MODULE 3

Reinforcement Schedules

The importance of reinforcement schedules in operant conditioning research can hardly be overestimated. They permit the experimenter to maintain the subject s behavior over long periods of time so that reactions to the variables of which behavior is a function can be examined in detail. But perhaps of equal importance is the fact that all of us in our everyday behavior are subjected to reinforcement schedules of various sorts.

By studying what happens to animals on various schedules one can understand his own behavior better. As you read the text, keep the following questions in mind.


For many years, researchers only used continuous reinforcement schedules in their experiments; that is, they reinforced the desired behavior every time it occurred. Until the "pleasant.Saturday afternoon," described by Skinner below, no one had thought of doing anything else. Skinner recounts that he was running eight rats in four homemade Skinner boxes, and making his own food pellets with a pill machine, which is a tedious and time consuming task.

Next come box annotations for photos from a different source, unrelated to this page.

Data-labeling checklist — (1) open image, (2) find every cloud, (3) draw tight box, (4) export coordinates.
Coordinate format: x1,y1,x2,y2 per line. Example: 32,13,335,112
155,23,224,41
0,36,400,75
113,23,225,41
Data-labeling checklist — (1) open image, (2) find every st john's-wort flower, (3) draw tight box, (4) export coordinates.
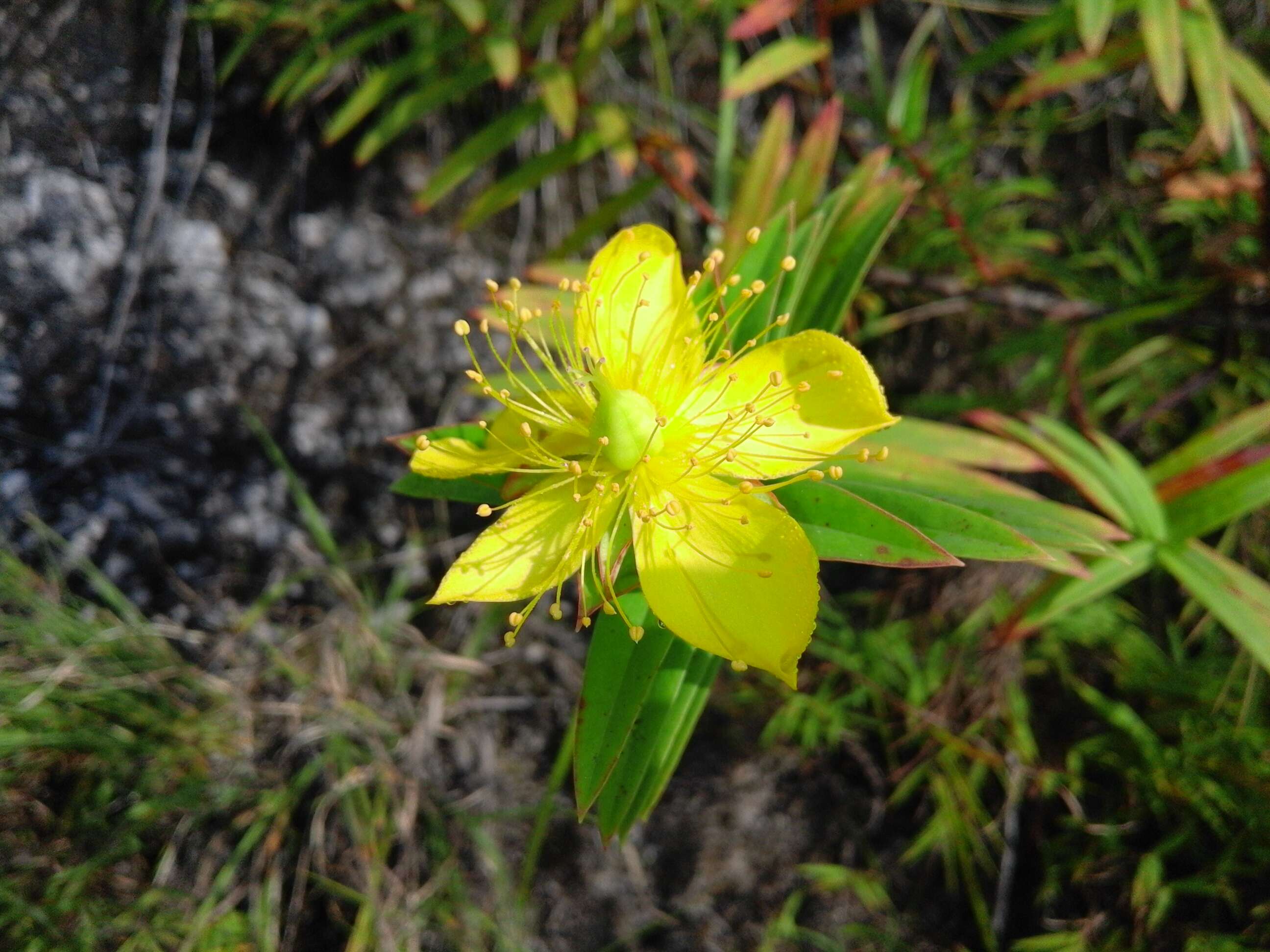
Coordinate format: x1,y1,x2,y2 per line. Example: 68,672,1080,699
410,225,895,687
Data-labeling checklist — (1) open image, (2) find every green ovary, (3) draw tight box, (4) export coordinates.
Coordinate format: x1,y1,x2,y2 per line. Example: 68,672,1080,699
590,377,663,470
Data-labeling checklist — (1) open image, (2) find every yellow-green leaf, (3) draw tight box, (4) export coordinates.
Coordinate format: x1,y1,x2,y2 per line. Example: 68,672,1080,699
723,37,830,99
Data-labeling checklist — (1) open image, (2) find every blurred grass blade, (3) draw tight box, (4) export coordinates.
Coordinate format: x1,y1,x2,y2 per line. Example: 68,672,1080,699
1138,0,1186,113
776,482,961,569
856,416,1045,472
1161,446,1270,540
1000,37,1143,111
833,486,1049,562
1010,540,1156,637
1075,0,1115,54
1147,401,1270,482
538,64,578,139
549,175,661,258
446,0,488,33
573,592,674,820
723,37,830,99
772,96,842,221
485,37,521,89
1225,46,1270,129
723,96,794,265
1159,540,1270,670
414,101,542,212
353,62,490,165
1181,0,1234,152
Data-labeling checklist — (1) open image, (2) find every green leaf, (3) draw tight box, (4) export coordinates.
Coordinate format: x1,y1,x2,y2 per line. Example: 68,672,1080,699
886,48,937,143
538,64,578,139
389,472,504,505
1225,46,1270,129
852,486,1048,562
1159,540,1270,670
446,0,488,33
1138,0,1186,113
776,482,963,569
1013,540,1156,635
550,175,661,259
1181,0,1234,152
414,101,542,212
1075,0,1115,53
856,416,1045,472
485,37,521,89
1147,403,1270,484
598,639,721,840
353,62,490,165
723,37,830,99
573,592,676,820
1165,457,1270,541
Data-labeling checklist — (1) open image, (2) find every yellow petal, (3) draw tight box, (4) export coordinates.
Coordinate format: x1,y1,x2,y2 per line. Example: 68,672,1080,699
665,330,897,478
429,480,620,604
574,225,704,410
634,476,819,688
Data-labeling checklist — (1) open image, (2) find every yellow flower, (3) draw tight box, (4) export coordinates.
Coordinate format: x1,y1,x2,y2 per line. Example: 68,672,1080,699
410,225,895,687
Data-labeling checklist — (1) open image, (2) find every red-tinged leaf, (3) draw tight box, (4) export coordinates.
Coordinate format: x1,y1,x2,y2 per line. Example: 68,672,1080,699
1159,540,1270,670
1147,403,1270,484
1156,446,1270,502
775,98,842,221
723,37,830,99
728,0,803,39
1001,37,1144,112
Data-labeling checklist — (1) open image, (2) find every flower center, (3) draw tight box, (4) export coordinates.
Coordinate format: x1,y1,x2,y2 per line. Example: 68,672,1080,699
590,376,664,470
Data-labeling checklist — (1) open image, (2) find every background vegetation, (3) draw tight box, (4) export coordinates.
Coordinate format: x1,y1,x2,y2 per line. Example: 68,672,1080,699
0,0,1270,952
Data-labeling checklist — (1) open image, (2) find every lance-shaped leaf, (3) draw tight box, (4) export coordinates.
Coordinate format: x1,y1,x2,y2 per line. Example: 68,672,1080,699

Here is Skinner's personal account of how he happened to hit upon the effects of intermittent reinforcement (1959).

One pleasant Saturday afternoon I surveyed my supply of dry pellets and, appealing to certain elemental theorems in arithmetic, deduced that unless I spent the rest of that afternoon and evening at the pill machine, the supply would be exhausted by ten-thirty Monday morning.

Since I do not wish to deprecate the hypothetico-deductive method, I am glad to testify here to its usefulness. It led me to apply our second principle of unformalized scientific method and to ask myself why every press of the lever had to be reinforced. I was not then aware of what had happened at the Brown Laboratories, as Harold Schlosberg later told the story. A graduate student had been given the task of running a cat through a cat through a difficult discrimination experiment. One Sunday, the student found the supply of cat food exhausted. The stores were closed, and so, with a beautiful faith in the frequency-theory of learning, he ran the cat as usual and took it back to its living cage unrewarded. Schlosberg reports that the cat howled its protest continuously for nearly forty eight hours. Unaware of this, I decided to reinforce a response only once every minute and to allow all other responses to go unreinforced There were two results: (a) my supply of pellets lasted almost indefinitely, and (b) each rat stabilized at a fairly constant rate of responding.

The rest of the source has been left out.